My reaction to the Lost finale seems to be similar to nearly everyone else’s: Really enjoyed it, too emotional to care about all the unresolved mysteries –and glad about that (at least, for now).

However, there was one moment in ‘The End’ when it was as if I’d been run over in my wheelchair or teamed up with a maternity specialist to trick a vending machine. In that moment, I saw it all. I saw how Lost was going to end. I saw what the message of the show was. I suddenly understood what The Light was, why Jacob needed to protect it, and why Smokey wanted it extinguished. It was as if I was a fried chicken tycoon kissing a mental patient on the beach. And this was the moment: After Desmond pulls the plug out of The Island, Jack punches the Locke-Dressed Monster in the face and he bleeds. Smokey has become mortal.

Don’t you see? The Light was not keeping the Earth alive, it was sustaining divinity! The Light went out but no one died. All that happened was that Smokey became human. The Light, therefore, is simply a manifestation of people’s belief in the divine.

It’s just like The Bible says, and I’m paraphrasing: “In the beginning God created the Earth. It was dark so he put on the lights.” Note: The Earth was made in the dark. This explains Norwich. Anyway, God’s Earth begins with The Light and now Lost continues the metaphor and writes the final chapter in which humans switch off The Light and take full responsibility for themselves.

Freewill at last, freewill at last, fuck Jacob Almighty and his, “I’m a terrific fellow and so I’m giving you a choice: one of you four people has to commit to centuries, maybe an eternity, of guarding this Island, or else everyone everywhere will die forever.” What sort of a choice is that?
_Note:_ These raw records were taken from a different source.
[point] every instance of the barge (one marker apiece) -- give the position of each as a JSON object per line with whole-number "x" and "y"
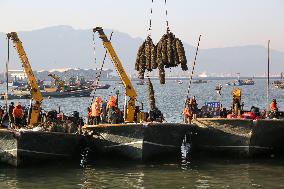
{"x": 29, "y": 147}
{"x": 237, "y": 137}
{"x": 142, "y": 142}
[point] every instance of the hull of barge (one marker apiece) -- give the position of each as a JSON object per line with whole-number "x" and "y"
{"x": 237, "y": 138}
{"x": 155, "y": 141}
{"x": 29, "y": 147}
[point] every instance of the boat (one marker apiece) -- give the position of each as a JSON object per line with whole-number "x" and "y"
{"x": 55, "y": 94}
{"x": 179, "y": 81}
{"x": 240, "y": 82}
{"x": 278, "y": 84}
{"x": 106, "y": 86}
{"x": 200, "y": 81}
{"x": 141, "y": 82}
{"x": 24, "y": 147}
{"x": 140, "y": 142}
{"x": 245, "y": 138}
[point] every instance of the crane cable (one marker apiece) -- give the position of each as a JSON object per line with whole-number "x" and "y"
{"x": 7, "y": 74}
{"x": 167, "y": 21}
{"x": 192, "y": 71}
{"x": 98, "y": 76}
{"x": 150, "y": 21}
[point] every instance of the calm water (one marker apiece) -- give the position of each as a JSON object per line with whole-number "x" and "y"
{"x": 190, "y": 173}
{"x": 117, "y": 174}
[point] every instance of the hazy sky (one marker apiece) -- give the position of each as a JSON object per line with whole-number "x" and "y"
{"x": 221, "y": 22}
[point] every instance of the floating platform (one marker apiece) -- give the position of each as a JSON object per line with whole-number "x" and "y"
{"x": 237, "y": 137}
{"x": 153, "y": 141}
{"x": 28, "y": 147}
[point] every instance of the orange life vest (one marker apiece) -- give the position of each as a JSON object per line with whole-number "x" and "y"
{"x": 273, "y": 106}
{"x": 187, "y": 112}
{"x": 18, "y": 112}
{"x": 96, "y": 109}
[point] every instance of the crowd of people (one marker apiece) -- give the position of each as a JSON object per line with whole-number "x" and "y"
{"x": 16, "y": 115}
{"x": 102, "y": 111}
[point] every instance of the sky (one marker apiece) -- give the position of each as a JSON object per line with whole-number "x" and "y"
{"x": 222, "y": 23}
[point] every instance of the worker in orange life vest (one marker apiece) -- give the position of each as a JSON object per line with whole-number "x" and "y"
{"x": 18, "y": 115}
{"x": 96, "y": 110}
{"x": 187, "y": 114}
{"x": 273, "y": 106}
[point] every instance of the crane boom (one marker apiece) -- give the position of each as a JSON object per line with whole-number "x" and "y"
{"x": 129, "y": 90}
{"x": 35, "y": 92}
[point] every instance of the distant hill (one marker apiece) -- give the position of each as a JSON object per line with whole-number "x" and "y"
{"x": 64, "y": 47}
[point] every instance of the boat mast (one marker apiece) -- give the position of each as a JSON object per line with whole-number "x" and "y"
{"x": 267, "y": 90}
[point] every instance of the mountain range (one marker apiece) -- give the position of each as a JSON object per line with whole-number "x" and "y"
{"x": 65, "y": 47}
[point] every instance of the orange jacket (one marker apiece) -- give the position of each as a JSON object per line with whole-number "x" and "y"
{"x": 273, "y": 106}
{"x": 111, "y": 103}
{"x": 96, "y": 109}
{"x": 18, "y": 112}
{"x": 187, "y": 112}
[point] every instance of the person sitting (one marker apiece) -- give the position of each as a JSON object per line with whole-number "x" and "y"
{"x": 18, "y": 115}
{"x": 274, "y": 109}
{"x": 187, "y": 114}
{"x": 96, "y": 111}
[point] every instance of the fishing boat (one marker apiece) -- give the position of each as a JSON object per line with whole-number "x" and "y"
{"x": 200, "y": 81}
{"x": 179, "y": 81}
{"x": 240, "y": 82}
{"x": 55, "y": 94}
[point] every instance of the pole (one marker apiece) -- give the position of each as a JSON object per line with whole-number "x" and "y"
{"x": 267, "y": 90}
{"x": 7, "y": 75}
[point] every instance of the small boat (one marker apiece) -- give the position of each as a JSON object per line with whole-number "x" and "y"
{"x": 240, "y": 82}
{"x": 278, "y": 84}
{"x": 179, "y": 81}
{"x": 200, "y": 81}
{"x": 106, "y": 86}
{"x": 141, "y": 82}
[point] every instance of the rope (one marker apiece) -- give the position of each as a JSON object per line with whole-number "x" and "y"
{"x": 167, "y": 21}
{"x": 150, "y": 21}
{"x": 100, "y": 72}
{"x": 7, "y": 74}
{"x": 192, "y": 72}
{"x": 94, "y": 49}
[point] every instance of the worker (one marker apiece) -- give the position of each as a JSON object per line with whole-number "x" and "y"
{"x": 111, "y": 110}
{"x": 1, "y": 115}
{"x": 274, "y": 109}
{"x": 89, "y": 116}
{"x": 18, "y": 115}
{"x": 10, "y": 113}
{"x": 187, "y": 114}
{"x": 104, "y": 112}
{"x": 193, "y": 106}
{"x": 96, "y": 111}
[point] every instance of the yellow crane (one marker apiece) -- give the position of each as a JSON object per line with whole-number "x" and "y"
{"x": 129, "y": 90}
{"x": 35, "y": 92}
{"x": 57, "y": 81}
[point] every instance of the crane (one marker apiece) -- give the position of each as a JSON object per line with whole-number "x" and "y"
{"x": 57, "y": 81}
{"x": 129, "y": 90}
{"x": 35, "y": 92}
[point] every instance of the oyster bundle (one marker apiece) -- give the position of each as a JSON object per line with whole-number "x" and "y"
{"x": 146, "y": 57}
{"x": 169, "y": 52}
Jacob wanted The Light to survive because it was the source of his godly powers and Smokey wanted The Light extinguished because it stole his humanity. It also explains why the audience’s relationship to Jacob went from one of enchanted mystery to questioning the direction of his moral compass all the way to dismissive contempt as we learnt that he chose to maintain a loving relationship with the woman who he knew murdered his mother all because she said everyone else in the world was bad. That’s a spectacular dereliction of thought. Thou Island’s holy and blessed protector is a fucking idiot. In your face, deities!

Why did Carlton Cuse and Damon Lindelof, with unblinking conviction, knowingly entice millions of people all over the world with all sorts of cryptic happenings and assurances of revelations, only to renege on it all? So they could say that, like the Bible, like the Koran, like all other religious texts, Lost is at best an epic parable for how humans should live their lives and at worse a story which makes no sense whatsoever should logical thought be applied to it. Lost is ultimately an audacious and courageous critique of religious narratives that made its point by demagoguery, by using its tantalising mysteries and promises of answers to take its audience through a process of indoctrination.

This paradigm shift also goes someway to making sense of Lost’s constant, contradictory use of the terms “good” and “bad”. No one is ever purely one or the other. These terms are transient, elusive, and at worst, their simplistic use leads to thoughtless judgements rather than understanding or forgiveness. Yet, we, the Lost audience accepted the idea that there might be definitively “good” people and “bad” people despite everyone all around often and openly lying, betraying, beating and even killing each other.

And why were certain characters named after great scientists or philosophers? Because those historical figures exemplify man striving to better understand the world and themselves rather than abdicate humanity’s unique gift of intellectual thought.

The point of the characters’ journeys was to empower them to change their ways, to reject the flaws that defined them and fulfil their potential. And to do that they had to understand that they alone controlled their lives and no one else was going to save them.

So Lost is the story of humanity’s progression. The Island was the location where Man confronted Gods, and where faith is finally redirected back to ourselves to give us the power to make the most of our lives and each other.

Except it wasn’t. I just thought it was for a few moments. Then dead people realised they were dead people and went to Heaven. Oh well.